La difícil tarea de enseñar a nuestros hijos a "hacer caso" y la autoridad positiva

Psp. María Laura Kainer
17 de marzo de 2003

Tener autoridad —que no es lo mismo que ser autoritario— es básico para la educación de nuestros hijos. No sólo para hacer que se comporten bien, para que "no hagan lío", sino porque la autoridad facilita la socialización, ayuda a la formación de relaciones interpersonales sanas, y es el vehículo de la educación, puerta de acceso al mundo de la cultura.

Como papás, nuestra tarea es señalar objetivos claros que permitan diferenciar lo que está bien de lo que está mal, lo que se puede hacer de lo que no se debe hacer. Si en casa les permitimos subirse a la mesa o las sillas, es de esperar que quieran hacer lo mismo en el jardín, en la casa de la abuela, en un comercio o en la sala de espera del médico.

Una de las causas de que los niños "no hagan caso" es que, tanto los padres como las madres, se exceden en el ejercicio de la tolerancia: «Si están entretenidos, puedo hacer mis cosas.» Esta actitud de los padres, originada en la "buena voluntad", contamina la autoridad y hace que los niños primero, y los adolescentes después, no tengan un comportamiento apropiado en los ambientes que frecuentan. Entonces los padres suelen reaccionar y comienzan los problemas.

¿Cómo hacer para tener autoridad? Algunas de las siguientes claves pueden ayudarnos a ofrecer a nuestros hijos un desarrollo equilibrado en el ámbito familiar:

  • Establecer objetivos claros sobre lo que pretendemos cuando educamos. Lo principal es que estos objetivos sean pocos y compartidos por ambos padres y la persona encargada del cuidado de nuestros hijos cuando no estamos con ellos.

  • Transmitir con claridad y coherencia estos objetivos, de manera que lo que hoy no está permitido mañana tampoco lo esté, y lo que hoy sí está permitido mañana también lo esté.

  • Dar tiempo para el aprendizaje de estos objetivos. Una vez que hemos dados instrucciones concretas y claras, es conveniente dar apoyo a nuestros hijos mediante ayudas verbales hasta que los niños las aprendan.

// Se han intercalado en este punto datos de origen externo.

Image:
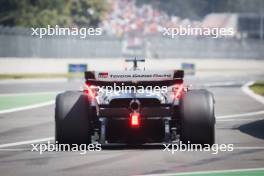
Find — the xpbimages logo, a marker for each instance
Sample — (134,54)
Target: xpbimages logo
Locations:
(182,147)
(62,31)
(56,147)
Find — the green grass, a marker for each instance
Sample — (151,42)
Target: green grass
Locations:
(20,100)
(258,87)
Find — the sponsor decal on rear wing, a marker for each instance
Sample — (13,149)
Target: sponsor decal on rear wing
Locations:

  • Valorar siempre sus intentos y esfuerzos por mejorar, resaltando aquello que hacen bien y hablando sobre lo que aún no han podido cambiar o recordar.

  • Dar el ejemplo para construir nuestra autoridad moral y ganar el respeto de nuestros hijos. Si hay algo que ellos no pueden hacer y nosotros como papás sí, explicarles por qué, para que no vivan la prohibición como un simple capricho de papá o mamá. Recordemos que hablamos de autoridad positiva y no de autoritarismo.

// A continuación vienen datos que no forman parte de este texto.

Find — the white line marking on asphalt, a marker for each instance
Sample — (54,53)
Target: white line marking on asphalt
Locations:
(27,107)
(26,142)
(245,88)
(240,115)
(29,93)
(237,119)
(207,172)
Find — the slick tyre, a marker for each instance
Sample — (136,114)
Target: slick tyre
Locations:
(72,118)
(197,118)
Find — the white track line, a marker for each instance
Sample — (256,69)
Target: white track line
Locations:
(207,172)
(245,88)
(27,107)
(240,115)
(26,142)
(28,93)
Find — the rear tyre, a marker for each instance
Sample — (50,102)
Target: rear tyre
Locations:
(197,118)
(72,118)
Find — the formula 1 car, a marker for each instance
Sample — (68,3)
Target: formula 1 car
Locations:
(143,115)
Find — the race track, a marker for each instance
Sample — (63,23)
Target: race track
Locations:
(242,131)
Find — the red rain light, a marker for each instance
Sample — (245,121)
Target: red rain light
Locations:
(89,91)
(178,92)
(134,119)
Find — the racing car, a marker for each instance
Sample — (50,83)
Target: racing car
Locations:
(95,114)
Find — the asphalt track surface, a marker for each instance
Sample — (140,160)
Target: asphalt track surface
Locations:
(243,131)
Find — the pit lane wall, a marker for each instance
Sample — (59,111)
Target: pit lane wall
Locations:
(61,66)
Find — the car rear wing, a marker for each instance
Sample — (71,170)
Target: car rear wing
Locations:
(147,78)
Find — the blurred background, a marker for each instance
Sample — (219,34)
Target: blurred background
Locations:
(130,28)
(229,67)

  • Confiar en nuestros hijos. La autoridad positiva supone que ellos puedan confiar en sus padres y esto se logra si primero confiamos en ellos.

  • Reconocer los errores propios. Esto da seguridad y tranquilidad a los hijos, y ellos se animan a cambiar porque saben que, al igual que sus papás, pueden equivocarse, reconocerlo e intentar mejorar.

Estas claves, y otras que seguramente se les ocurrirán a los lectores, pueden ser válidas para lograr una autoridad positiva, siempre y cuando se las ponga en práctica con amor y sentido común… porque a "hacer caso" también se aprende.